A veteran presence on an increasingly youthful defense, Crocker has played a vital role in the transition to the next generation. A good character guy and a hard worker, he has served his purpose in Cincinnati.
However, the question as to who replaces Crocker is yet to be answered.
With Taylor Mays, Jeromy Miles and Robert Sands on the depth chart, the smart money would be on USC alum Mays stepping up. He has all the athletic ability and then some but needs to reign in his physicality and become more consistent and more scheme-smart.
The potential is there, and his progression in 2012 will prove an exciting prospect for Bengals fans.
Cincy could still address the position in the draft, with Alabama's Mark Barron headlining the class and likely to still be around at 17.
The Bengals have a fierce weapon in A.J. Green. However, without a solid No. 2 wide receiver, Green would wallow in double coverage for much of season.
The status of Jerome Simpson remains up in the air, with a suspension likely to see him barred from at least the first five games of the 2012 campaign. Simpson has already visited with the Rams, and the Bengals will not enter a bidding war for his services.
The other option could be to look to the draft in search of a No. 2 receiver. Kendall Wright of Baylor and Stephen Hill of Georgia Tech have been mentioned as possible early selections, while the likes of Rutgers wideout Mohamed Sanu could be a value pick.
The Bengals need someone to step in right away, and with only the still very raw Armon Binns capable of playing the position, the draft could be the way to go.
The secondary and the offensive line have long been pegged as the Bengals' first round priorities, but there is a chance that they could surprise and go wide receiver once again.
Marvin Lewis enters 2012 in the latter part of his two-year deal.
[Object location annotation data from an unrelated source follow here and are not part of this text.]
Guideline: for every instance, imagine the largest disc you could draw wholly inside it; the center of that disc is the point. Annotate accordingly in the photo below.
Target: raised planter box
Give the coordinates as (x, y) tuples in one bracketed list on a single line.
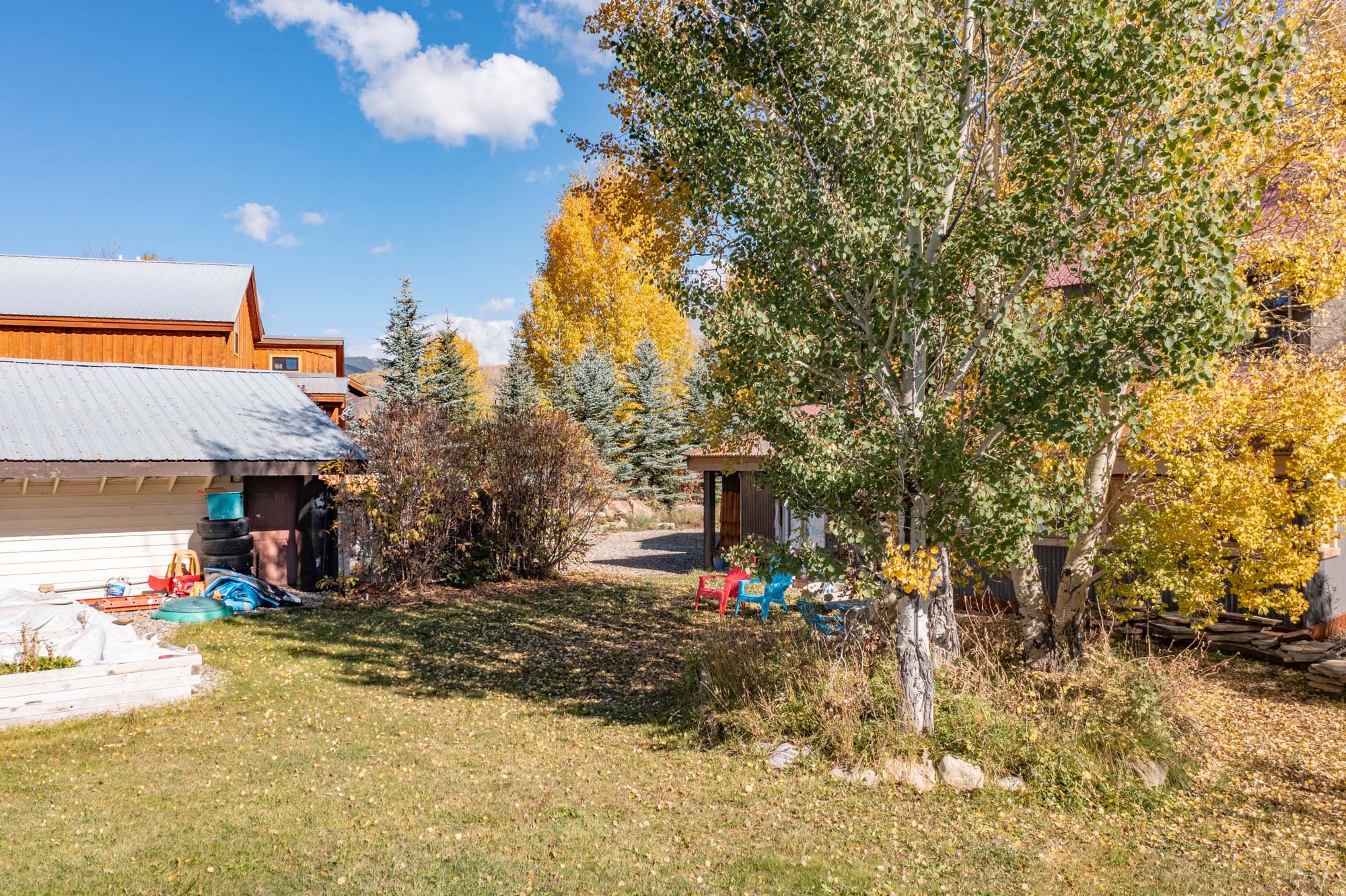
[(91, 691)]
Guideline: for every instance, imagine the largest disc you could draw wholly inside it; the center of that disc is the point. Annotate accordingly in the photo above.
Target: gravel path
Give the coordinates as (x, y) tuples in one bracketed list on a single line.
[(659, 552)]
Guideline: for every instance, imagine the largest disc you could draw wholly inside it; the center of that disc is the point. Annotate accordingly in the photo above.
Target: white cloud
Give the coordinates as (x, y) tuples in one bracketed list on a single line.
[(491, 337), (256, 221), (562, 24), (496, 306), (544, 174), (411, 92)]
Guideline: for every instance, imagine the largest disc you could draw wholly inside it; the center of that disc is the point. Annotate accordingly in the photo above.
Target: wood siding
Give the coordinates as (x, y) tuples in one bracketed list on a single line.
[(80, 536), (118, 346), (312, 359)]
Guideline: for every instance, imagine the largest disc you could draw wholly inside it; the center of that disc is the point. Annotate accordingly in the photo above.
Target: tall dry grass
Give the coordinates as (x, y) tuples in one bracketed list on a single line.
[(1073, 737)]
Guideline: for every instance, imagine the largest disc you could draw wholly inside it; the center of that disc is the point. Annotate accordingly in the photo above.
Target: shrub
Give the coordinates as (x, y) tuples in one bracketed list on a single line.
[(34, 656), (1073, 737), (546, 489), (442, 498), (414, 501)]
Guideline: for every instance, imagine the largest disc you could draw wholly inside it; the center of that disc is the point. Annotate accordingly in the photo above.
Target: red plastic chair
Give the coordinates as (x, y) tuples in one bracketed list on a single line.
[(728, 587)]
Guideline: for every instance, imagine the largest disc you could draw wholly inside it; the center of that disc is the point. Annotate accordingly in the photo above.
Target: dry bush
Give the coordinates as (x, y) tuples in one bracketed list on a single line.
[(1073, 737), (413, 502), (544, 492)]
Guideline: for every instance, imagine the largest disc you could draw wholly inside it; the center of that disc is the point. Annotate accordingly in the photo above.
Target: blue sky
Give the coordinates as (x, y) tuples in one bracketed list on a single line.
[(330, 146)]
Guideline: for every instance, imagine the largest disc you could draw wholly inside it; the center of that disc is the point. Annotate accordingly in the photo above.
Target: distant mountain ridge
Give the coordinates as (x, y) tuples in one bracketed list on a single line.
[(360, 364)]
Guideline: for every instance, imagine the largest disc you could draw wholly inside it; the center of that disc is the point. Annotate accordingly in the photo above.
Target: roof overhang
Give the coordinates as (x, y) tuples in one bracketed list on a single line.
[(95, 469), (116, 324)]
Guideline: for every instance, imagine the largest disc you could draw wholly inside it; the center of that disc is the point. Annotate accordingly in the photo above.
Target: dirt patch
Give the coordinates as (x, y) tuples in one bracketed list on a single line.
[(668, 552)]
Lewis re-signed with the Bengals in 2011 following a disappointing 4-12 season on the proviso that significant changes would be made.
For the most part, the re-build has worked and is largely ahead of schedule. With a playoff appearance under his belt, Lewis has been approached by Mike Brown regarding a contract extension on several occasions, but nothing has come of it thus far.
It's impossible to say what might be slowing negotiations, but Lewis could be playing coy in an attempt to get more control through the draft period and in the run-up to the 2012 season before he signs a deal.
With a young, hungry and drama-less team to work with, you would think that Lewis would snap up a new contract. However, with his main coaching staff likely to contend for HC positions elsewhere in 2013, could Lewis be ready to move on too?
A round-up of each of the Bengals' AFC North rivals in 2011 would sound a bit like this:
The Steelers may be getting old, but they're still good, and with Ben Roethlisberger throwing the ball, they will continue to contend.
The Ravens may be ageing on defense, but Joe Flacco's offense is becoming more potent every year. Ray Rice carried the load to much praise in 2011, but Flacco will be determined to prove wrong the critics who say he can't be "the guy."
Cleveland has some positives in the form of Joe Haden and Phil Taylor, but the rest of the team continues to fall flat. However, with Justin Blackmon or Trent Richardson headed to the Browns via the draft, things could be looking up.
So where will the Bengals stack up in 2012? Excluding the Browns, the AFC North is perhaps more wide open than ever before. There will be no division sweeps this season, and the race for the top spot could prove incredibly tight.
Cincy might still be another year away from the top spot, but they will give their rivals all they can handle and could earn themselves another trip to the playoffs in the process.